Sicherungsverwahrung für Serienvergewaltiger angeordnet

Nach der mehrfachen Vergewaltigung einer Studentin in Bonn hat das dortige Landgericht für den vorbestraften Vergewaltiger Sicherungsverwahrung angeordnet. Zudem wurde der 36-Jährige aus Morsbach (Oberbergischer Kreis) wegen der Vergewaltigungen zu zehn Jahren Haft verurteilt.
Das Blaulicht eines Polizeifahrzeuges leuchtet. © Christoph Soeder/dpa/Symbolbild

Bei dem Mann handele es sich um einen gefährlichen Hangtäter. Das Rückfallrisiko sei hoch, hieß es bei der Urteilsbegründung am Montag.

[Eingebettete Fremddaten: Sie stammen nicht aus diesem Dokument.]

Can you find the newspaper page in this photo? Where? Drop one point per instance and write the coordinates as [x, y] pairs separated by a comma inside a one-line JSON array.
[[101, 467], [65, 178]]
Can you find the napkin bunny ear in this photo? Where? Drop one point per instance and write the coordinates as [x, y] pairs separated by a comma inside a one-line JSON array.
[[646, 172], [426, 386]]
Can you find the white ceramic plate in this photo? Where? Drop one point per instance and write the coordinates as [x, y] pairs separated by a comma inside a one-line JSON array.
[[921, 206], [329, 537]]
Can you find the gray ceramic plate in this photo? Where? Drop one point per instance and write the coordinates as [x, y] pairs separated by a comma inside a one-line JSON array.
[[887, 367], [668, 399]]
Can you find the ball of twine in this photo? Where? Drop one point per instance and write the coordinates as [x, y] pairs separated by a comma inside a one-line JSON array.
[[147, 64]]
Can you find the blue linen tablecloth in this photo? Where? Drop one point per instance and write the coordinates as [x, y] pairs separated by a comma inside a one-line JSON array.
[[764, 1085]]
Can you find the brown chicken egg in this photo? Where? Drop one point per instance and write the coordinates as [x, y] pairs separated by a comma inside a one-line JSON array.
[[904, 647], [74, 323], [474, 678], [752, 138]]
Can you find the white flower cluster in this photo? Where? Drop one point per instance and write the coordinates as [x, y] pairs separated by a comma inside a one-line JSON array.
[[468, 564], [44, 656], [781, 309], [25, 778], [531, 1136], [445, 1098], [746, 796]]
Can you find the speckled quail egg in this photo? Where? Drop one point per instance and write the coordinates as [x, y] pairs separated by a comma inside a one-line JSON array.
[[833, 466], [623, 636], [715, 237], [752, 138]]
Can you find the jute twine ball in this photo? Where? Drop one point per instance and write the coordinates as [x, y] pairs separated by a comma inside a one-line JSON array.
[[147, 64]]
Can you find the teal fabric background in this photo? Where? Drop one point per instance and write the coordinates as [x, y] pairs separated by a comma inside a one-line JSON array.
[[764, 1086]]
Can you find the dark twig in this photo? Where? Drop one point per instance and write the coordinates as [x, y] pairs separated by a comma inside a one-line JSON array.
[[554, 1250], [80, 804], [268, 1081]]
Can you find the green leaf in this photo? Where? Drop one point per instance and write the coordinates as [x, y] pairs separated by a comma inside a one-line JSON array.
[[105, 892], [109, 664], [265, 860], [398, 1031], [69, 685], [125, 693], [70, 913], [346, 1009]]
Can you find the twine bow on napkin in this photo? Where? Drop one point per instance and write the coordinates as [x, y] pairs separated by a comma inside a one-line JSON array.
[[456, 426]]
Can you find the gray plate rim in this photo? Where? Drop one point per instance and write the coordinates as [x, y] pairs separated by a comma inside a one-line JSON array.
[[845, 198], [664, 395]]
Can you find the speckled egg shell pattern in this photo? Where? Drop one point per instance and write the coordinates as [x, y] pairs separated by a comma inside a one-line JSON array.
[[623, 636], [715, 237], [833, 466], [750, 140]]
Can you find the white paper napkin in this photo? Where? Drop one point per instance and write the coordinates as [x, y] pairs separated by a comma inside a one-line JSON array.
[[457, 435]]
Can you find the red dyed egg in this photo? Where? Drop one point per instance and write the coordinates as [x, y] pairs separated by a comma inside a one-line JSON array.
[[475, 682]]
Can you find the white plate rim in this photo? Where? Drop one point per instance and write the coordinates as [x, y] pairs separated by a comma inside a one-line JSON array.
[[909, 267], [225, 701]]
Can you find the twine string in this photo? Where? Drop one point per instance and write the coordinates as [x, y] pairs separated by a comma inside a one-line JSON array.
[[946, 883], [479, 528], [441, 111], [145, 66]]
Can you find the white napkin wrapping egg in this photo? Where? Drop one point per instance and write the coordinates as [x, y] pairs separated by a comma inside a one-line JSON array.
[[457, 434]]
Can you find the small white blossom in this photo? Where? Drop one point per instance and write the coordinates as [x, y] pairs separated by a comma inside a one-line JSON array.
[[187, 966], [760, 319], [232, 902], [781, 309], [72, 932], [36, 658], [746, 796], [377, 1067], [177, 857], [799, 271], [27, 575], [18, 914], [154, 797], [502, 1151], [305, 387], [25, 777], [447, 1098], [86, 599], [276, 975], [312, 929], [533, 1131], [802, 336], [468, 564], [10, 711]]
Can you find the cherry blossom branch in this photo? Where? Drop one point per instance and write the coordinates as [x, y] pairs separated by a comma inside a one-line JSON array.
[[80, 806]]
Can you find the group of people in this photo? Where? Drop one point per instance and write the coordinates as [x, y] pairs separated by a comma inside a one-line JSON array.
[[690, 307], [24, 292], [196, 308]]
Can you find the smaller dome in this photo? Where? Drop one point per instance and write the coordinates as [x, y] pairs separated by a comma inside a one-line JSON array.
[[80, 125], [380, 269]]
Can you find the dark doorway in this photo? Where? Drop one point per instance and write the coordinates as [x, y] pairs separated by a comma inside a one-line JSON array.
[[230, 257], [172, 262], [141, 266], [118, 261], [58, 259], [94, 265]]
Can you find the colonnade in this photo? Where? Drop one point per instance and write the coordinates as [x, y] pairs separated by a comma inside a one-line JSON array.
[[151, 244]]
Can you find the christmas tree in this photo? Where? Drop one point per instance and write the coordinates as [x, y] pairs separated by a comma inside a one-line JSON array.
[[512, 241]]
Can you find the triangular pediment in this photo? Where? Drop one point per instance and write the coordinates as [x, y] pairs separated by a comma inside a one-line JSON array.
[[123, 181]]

Am Abend des 14. März 2022 sei der Mann nach Bonn gefahren und habe gegen 23.00 Uhr in der Altstadt bei einer Wohngemeinschaft geklingelt.

Die 25-jährige Studentin, die glaubte, ihre Mitbewohnerin habe ihren Schlüssel vergessen, habe geöffnet. An der Wohnungstür habe der Mann ihr sofort den Mund zugehalten und sie in die Wohnung gedrängt. Er gab an, von der Geheimpolizei zu sein, Kollegen von ihm würden im Haus nach Terroristen fahnden.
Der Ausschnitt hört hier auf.